Catarina Martins diz que perda da maioria absoluta do PS em Lisboa abre portas

A coordenadora do Bloco de Esquerda frisou ainda que, da parte do partido, os resultados das autárquicas não vão interferir nas negociações do Orçamento do Estado.

Catarina Martins diz que acordou com melhores notícias, com o resultado do Bloco de Esquerda a revelar-se melhor do que parecia domingo à noite.

A coordenadora do Bloco de Esquerda destacou a perda da maioria absoluta do PS em Lisboa e abriu a porta a um acordo neste município, adiantando que o assunto será discutido na terça-feira em Comissão Política.

Catarina Martins falava aos jornalistas na Sala das Bicas do Palácio de Belém, em Lisboa, após uma reunião do BE com o Presidente da República, Marcelo Rebelo de Sousa, em que também participaram os dirigentes bloquistas Pedro Filipe Soares e José Manuel Pureza.

Questionada se os resultados das autárquicas poderão ter efeitos na negociação do Orçamento do Estado para 2018 e no relacionamento com o PS, respondeu: "Pela parte do BE, não. Dissemo-lo antes das eleições, continuamos a dizê-lo".

"O BE, sabem, tem uma presença modesta nas autarquias. Ainda assim, crescemos nestas eleições e tivemos esta manhã melhores notícias do que tínhamos tido ontem [domingo] à noite", declarou, sublinhando o facto de o PS não ter conseguido maioria absoluta na Câmara Municipal de Lisboa.

Catarina Martins afirmou que, assim, "o BE alcançou o objetivo não só de eleger um vereador, como de ter uma situação política nova na Câmara de Lisboa" e abriu a porta a um acordo para "um governo mais exigente da cidade".

Durante a campanha, o BE defendeu "que as maiorias absolutas do PS em Lisboa tinham impedido uma governação da cidade que respondesse por direitos tão fundamentais da população como a habitação, os transportes e questões da democracia como a transparência", referiu.

"Alcançámos o objetivo, veremos agora. Teremos tempo", acrescentou, adiantando que a Comissão Política do BE vai reunir-se na terça-feira à noite para "debater estas matérias e outras".

Catarina Martins ressalvou, no entanto, que este não foi um tema abordado no encontro desta segunda-feira com o Presidente da República, que disse fazer parte das "reuniões regulares com os partidos sobre os temas da política nacional", como o Orçamento do Estado para 2018.

Sobre o Orçamento, a líder do BE lamentou que a discussão com o PS não tenha ficado fechada antes das eleições autárquicas.

"As negociações não avançaram, como o Bloco teria gostado que avançassem, antes do período eleitoral e, portanto, agora são retomadas, mantemos o trabalho.

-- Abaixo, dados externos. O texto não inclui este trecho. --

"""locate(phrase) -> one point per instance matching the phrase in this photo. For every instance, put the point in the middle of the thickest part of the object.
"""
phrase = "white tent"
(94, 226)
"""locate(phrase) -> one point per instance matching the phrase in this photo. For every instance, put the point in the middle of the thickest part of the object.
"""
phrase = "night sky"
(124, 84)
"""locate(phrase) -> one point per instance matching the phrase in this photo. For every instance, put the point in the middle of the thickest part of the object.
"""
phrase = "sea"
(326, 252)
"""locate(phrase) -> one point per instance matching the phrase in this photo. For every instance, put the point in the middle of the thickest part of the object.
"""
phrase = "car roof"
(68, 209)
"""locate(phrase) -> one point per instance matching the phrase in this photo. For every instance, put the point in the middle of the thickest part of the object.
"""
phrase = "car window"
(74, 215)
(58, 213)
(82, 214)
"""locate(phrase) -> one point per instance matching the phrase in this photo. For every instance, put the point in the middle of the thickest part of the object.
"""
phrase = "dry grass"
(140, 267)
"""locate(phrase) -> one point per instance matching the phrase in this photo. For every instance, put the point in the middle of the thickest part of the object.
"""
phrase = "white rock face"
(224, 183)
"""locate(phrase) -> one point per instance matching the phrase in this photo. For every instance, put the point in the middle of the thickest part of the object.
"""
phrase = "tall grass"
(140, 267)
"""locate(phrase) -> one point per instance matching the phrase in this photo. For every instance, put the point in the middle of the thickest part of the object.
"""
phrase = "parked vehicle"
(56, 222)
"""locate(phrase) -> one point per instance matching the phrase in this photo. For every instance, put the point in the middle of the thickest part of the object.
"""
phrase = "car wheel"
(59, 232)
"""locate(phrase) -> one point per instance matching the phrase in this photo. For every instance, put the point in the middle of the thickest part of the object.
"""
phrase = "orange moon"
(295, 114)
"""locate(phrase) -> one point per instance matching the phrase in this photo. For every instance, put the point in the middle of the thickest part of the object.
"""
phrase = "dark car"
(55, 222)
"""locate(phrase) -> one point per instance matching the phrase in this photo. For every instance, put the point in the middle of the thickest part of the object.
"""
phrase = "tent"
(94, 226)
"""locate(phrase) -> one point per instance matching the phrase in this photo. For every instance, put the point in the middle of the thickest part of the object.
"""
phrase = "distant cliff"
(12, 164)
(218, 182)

Assim é mais difícil do que se o tivéssemos feito antes, mas aqui estamos", disse.

Para o BE, o Orçamento para 2018 deve prosseguir "escolhas em nome dos rendimentos do trabalho e em nome dos serviços públicos".

Entre outras reivindicações, Catarina Martins mencionou o "alívio do IRS, nomeadamente tornando-o mais progressivo", e o "descongelamento de carreiras na função pública".

Quanto às pensões, a coordenadora do BE insistiu que é preciso "acabar com o fator de sustentabilidade para quem tem 40 anos de trabalho e 60 anos de idade" e "discutir também a atualização, o aumento das pensões no ano de 2018".